科学への不信感 - 岡田克敏

2010年02月09日 10:27

 「オーガニックコットン」とは農薬などを使わずに栽培された綿花のことですが、グーグルで検索するとなんと163万件もヒットします。多くは販売サイトだと思われ、それを商売にしている業者が多いことにまず驚きます。また、食べ物ならともかく、衣類にまで不安を感じている人が多いことにも驚きました。無農薬だけでなく無化学肥料をうたっているものがあるのは、化学肥料まで不安の対象になっているわけで、もうこれは合理性の及ばない信仰の領域だと思われます。


 世の中には自然のものは良く、自然でないもの・人工的なものは良くないと考える人たちが結構多くいらっしゃるようです。このような考えが生まれた背景には産業の負の側面である公害や農薬の大量使用による生態系の破壊などがあったのでしょう。

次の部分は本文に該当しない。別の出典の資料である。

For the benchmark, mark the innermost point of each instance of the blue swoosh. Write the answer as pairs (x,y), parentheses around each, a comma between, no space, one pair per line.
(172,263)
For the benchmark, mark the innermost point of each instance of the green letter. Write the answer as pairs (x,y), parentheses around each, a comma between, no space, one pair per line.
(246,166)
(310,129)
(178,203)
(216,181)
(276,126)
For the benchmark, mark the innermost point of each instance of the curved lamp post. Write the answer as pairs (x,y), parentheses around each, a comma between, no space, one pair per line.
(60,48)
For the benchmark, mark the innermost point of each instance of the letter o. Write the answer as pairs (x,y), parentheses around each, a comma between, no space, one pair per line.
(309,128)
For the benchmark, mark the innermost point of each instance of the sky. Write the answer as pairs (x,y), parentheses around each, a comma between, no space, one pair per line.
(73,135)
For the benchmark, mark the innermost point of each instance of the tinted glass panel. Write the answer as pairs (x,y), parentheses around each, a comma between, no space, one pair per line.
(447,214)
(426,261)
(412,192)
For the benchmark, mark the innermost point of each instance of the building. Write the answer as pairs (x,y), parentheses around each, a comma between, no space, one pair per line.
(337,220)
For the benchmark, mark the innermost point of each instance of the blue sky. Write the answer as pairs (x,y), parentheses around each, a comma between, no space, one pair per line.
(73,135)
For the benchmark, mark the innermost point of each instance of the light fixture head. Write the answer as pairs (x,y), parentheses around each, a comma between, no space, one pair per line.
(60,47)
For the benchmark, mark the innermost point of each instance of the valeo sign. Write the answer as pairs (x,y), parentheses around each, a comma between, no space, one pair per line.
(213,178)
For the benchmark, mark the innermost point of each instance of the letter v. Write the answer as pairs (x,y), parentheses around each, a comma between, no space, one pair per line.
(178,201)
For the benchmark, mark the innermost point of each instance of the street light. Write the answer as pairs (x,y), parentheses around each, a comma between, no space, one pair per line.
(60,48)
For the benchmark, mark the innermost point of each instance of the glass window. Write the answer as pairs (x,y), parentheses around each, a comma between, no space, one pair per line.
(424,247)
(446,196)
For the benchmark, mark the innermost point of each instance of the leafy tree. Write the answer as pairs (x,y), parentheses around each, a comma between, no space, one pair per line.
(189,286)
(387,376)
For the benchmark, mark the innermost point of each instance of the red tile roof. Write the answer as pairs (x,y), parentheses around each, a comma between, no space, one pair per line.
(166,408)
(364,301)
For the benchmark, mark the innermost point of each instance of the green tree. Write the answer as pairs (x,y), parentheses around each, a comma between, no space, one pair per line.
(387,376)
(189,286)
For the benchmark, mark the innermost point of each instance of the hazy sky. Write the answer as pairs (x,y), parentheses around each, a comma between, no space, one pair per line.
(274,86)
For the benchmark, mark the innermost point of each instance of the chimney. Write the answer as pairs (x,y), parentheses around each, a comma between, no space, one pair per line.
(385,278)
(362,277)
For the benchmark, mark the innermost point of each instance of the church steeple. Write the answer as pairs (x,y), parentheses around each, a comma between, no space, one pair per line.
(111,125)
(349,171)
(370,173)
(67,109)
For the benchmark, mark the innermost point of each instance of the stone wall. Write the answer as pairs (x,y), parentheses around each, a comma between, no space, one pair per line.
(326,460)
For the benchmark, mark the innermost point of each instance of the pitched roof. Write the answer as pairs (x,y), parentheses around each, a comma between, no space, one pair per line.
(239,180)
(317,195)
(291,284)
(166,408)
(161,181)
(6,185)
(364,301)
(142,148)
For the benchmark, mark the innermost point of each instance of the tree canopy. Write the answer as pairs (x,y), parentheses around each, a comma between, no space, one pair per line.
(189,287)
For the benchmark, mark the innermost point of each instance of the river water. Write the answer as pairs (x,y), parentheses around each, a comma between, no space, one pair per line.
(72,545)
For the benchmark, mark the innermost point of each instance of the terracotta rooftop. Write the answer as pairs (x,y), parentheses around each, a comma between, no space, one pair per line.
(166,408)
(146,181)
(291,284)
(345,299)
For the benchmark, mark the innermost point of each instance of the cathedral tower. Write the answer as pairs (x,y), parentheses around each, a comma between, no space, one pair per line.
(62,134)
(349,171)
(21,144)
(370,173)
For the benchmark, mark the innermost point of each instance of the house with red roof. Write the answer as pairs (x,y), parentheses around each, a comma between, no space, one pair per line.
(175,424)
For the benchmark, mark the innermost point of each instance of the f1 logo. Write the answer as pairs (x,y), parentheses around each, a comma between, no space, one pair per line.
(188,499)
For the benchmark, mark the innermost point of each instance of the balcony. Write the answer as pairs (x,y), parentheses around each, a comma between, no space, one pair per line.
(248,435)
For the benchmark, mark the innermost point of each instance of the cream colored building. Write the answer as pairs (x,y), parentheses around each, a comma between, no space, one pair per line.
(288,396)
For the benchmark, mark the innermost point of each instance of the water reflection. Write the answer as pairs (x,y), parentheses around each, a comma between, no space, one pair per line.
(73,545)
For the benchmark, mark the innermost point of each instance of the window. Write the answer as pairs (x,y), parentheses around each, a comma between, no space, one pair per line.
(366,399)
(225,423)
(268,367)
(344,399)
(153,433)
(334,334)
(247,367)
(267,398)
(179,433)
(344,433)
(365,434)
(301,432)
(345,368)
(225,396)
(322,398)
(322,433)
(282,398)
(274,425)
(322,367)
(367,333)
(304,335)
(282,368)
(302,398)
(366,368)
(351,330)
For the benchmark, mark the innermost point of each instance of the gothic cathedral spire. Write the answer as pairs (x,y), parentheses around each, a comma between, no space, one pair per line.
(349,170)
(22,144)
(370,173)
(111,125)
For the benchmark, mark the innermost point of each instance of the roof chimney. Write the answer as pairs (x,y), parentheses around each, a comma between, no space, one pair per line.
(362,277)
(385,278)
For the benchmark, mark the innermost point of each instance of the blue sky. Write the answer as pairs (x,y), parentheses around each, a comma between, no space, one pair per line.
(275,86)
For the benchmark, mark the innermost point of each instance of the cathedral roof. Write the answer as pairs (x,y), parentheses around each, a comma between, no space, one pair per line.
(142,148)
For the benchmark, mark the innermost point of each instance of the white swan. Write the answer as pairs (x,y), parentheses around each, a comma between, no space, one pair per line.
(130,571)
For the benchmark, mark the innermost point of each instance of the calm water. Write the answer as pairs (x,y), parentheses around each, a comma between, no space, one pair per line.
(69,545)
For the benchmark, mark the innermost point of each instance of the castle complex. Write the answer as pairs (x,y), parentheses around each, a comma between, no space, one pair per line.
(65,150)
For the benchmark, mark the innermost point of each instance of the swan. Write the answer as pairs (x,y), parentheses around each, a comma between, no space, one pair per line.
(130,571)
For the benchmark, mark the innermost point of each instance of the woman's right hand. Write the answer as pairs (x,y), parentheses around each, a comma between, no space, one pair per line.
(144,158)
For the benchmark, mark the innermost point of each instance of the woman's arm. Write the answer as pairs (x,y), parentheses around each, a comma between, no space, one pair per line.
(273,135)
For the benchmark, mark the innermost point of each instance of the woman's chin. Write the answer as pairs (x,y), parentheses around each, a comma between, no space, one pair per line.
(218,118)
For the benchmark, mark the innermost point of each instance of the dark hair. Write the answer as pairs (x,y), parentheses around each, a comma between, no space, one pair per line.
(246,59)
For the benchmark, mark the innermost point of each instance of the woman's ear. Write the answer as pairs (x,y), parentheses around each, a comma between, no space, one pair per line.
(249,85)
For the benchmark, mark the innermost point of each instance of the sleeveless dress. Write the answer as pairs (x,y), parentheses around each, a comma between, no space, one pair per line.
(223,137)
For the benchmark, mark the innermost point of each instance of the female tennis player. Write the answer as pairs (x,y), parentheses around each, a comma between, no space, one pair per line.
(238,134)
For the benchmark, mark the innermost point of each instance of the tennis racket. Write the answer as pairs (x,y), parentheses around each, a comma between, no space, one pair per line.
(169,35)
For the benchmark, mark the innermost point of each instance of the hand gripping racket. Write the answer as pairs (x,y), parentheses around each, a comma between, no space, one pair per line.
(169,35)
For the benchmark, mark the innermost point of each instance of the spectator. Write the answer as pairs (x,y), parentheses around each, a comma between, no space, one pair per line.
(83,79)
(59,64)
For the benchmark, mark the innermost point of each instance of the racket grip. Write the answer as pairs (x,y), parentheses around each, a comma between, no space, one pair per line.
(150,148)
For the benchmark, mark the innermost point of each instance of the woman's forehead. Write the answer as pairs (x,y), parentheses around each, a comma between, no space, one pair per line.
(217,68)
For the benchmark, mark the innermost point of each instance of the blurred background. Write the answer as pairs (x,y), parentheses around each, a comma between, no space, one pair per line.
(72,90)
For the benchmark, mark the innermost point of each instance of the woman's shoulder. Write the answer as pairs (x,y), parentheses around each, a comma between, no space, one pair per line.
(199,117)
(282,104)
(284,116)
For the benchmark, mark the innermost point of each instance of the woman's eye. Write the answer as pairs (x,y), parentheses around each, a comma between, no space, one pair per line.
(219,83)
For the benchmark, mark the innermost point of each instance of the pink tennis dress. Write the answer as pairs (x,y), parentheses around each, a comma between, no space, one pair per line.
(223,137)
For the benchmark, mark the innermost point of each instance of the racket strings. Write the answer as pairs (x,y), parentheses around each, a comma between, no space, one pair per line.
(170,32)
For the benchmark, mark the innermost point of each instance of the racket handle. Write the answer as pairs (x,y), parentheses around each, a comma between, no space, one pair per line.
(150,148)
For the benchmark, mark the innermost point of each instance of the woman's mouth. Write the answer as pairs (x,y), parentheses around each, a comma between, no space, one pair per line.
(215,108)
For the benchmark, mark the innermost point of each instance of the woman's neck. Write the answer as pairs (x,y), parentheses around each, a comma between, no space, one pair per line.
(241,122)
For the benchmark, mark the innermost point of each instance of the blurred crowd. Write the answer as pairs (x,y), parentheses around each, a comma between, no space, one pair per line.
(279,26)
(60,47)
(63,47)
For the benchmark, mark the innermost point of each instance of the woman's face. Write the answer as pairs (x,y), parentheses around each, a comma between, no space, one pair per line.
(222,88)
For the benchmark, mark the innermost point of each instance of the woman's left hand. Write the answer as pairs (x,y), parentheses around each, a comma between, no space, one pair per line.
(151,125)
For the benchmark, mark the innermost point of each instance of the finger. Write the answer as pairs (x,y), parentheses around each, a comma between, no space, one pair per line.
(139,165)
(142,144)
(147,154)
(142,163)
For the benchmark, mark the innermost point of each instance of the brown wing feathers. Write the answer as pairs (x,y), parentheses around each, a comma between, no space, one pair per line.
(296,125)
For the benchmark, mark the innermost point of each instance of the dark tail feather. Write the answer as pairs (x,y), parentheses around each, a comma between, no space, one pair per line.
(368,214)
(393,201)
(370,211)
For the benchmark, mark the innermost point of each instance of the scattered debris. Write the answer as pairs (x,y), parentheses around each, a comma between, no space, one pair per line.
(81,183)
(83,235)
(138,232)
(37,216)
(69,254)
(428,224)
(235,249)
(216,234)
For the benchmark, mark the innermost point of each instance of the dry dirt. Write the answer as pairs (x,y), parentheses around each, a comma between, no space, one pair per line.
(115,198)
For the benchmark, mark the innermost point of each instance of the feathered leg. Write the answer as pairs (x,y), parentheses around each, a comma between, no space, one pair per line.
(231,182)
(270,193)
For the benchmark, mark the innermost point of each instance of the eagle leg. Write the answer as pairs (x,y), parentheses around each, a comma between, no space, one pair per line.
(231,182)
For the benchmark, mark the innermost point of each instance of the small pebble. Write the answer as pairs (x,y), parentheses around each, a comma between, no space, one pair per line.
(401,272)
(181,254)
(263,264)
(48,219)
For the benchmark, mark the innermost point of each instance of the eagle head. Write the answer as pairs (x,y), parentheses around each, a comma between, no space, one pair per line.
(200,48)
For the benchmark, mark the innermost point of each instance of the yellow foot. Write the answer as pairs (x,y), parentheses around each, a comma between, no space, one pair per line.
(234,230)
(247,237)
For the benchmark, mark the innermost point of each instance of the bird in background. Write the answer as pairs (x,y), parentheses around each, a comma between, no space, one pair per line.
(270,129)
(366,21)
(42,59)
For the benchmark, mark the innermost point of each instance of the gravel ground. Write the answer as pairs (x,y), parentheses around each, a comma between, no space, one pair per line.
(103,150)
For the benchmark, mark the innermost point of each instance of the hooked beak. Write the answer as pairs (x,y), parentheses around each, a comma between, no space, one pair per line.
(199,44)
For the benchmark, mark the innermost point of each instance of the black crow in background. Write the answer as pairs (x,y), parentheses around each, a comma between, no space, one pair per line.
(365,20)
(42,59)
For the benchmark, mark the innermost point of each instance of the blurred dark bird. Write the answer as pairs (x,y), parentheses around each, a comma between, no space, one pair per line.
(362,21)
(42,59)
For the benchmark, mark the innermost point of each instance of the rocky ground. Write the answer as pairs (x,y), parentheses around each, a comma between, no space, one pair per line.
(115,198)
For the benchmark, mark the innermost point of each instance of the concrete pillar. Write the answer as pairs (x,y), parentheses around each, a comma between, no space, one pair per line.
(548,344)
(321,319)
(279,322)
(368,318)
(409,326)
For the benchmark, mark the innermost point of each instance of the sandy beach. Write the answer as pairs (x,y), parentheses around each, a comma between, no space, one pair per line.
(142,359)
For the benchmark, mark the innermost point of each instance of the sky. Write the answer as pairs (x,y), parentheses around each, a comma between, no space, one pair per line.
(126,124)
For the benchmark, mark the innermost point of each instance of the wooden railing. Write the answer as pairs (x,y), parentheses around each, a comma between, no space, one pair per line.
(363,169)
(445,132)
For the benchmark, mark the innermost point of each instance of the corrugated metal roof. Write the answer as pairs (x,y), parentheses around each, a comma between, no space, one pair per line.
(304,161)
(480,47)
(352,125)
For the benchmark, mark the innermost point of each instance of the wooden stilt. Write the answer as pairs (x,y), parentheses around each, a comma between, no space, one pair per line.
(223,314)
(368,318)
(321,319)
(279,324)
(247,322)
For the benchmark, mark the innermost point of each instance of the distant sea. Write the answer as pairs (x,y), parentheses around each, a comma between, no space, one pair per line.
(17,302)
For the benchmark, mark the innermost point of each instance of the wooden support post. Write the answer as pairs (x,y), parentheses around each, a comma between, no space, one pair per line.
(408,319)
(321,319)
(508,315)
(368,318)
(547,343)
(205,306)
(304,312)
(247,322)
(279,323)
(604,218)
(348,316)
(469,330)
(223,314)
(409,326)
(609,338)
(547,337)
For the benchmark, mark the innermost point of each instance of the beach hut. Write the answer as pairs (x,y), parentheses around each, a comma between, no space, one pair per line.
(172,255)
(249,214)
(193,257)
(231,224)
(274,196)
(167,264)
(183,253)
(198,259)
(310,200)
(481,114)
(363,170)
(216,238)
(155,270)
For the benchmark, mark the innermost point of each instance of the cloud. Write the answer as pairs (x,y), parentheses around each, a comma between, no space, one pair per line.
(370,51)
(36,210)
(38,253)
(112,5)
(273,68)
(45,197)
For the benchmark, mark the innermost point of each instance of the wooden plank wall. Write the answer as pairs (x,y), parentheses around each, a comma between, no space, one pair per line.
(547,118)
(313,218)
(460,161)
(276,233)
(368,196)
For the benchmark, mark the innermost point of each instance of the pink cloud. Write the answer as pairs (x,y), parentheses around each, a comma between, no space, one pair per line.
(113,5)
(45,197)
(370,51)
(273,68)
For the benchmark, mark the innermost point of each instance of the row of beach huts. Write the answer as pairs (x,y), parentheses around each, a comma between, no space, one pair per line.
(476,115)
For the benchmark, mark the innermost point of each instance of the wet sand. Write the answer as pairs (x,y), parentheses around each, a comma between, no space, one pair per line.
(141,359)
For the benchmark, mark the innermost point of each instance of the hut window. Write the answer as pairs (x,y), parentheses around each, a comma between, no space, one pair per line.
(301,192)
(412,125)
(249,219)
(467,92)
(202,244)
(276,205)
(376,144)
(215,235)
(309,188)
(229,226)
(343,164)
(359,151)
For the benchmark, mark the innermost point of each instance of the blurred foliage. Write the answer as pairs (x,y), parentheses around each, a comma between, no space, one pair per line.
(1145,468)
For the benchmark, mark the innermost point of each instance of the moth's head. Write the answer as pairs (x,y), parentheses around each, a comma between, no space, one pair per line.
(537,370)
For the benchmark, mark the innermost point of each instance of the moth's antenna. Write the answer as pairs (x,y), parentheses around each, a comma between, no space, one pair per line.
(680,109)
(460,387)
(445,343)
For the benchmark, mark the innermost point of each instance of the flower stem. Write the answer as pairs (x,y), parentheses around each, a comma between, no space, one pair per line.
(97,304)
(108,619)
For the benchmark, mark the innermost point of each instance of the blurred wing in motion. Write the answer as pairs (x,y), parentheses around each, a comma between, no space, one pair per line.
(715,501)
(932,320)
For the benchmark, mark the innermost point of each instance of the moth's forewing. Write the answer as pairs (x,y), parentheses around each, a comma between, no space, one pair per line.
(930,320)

 一方、マスメディアは悪いことを好んで取り上げるという困った特性を備えています。科学技術の負の面が大きく報道されたことが一因だと思われますが、科学技術を否定的に捉える一群の人々が生まれました。(参考拙記事 科学技術は役立たず、環境を壊すという教育)

 ここにあるのは科学技術を否定的に捉え、その対立概念として自然を重視する考え方です。科学技術の負の部分を修正するのではなく、科学技術を全体として否定し、対立するものとして自然に価値を求めたわけです。二つしかないので実にわかりやすい話ですが、ここには自然と科学技術が対立概念としてはたして適切であるのかという強い疑問があります。

 例えば、毎年10人前後が食中毒で亡くなりますが、そのほとんどはキノコやフグ、ボツリヌス菌などの自然毒であり、農薬などによるものはまずありません。しかし、自然食品、無農薬〇〇、オーガニック〇〇などが大きい市場を形成するようになりました。検査システムだけでなく、科学技術に対する不信がその背景にあるためでしょう。

 かつて科学技術は素晴らしい未来を実現すると信じられた時代がありました。実際、科学技術がもたらしたものはまことに大きく、飢餓や多くの病気から解放し、物質的には豊かな時代を築きました。むろん負の面がなかったわけではありませんが、それは功績に比べると小さなものです。

 しかしメディアの世界では科学技術の負の部分に起因する事件や事故の報道がその功績の報道を圧倒していました。その結果、一部の無批判な読者は科学の負の側面ばかり印象づけられ、科学に対する無理解と不信感はかなりの広がりを持っているように考えられます。

 昨年の事業仕分けでは科学技術予算の削減が話題になりました。素人の仕分け人がばっさり切り捨てたものの、あとで専門家などから強い批判を浴び、一部が復活しました。もとより日本の政府の科学技術予算のGDP比は主要国中で低位を占めています。

 鳩山内閣は2020年までに国内の温暖化ガス排出量を1990年比25%減らす目標達成に向け、ロードマップ案を作りましたが、その中にはもっとも必要と思われる原発に関する記述がありません。社民党は原発を否定する立場ですから、これに配慮したのでしょうか。

 科学の重要性に対する適切な理解があれば、教科内容の3割を削減するという「ゆとり教育」は恐らく実現しなかったでしょう。科学への無理解と不信感がマスメディアや教育、政治の場で広がれば影響力を強めれば、国の将来に取り返しのつかない損失を招きかねないと思います。不安を食いものにする怪しげな産業だけは栄えることになりそうですが・・・。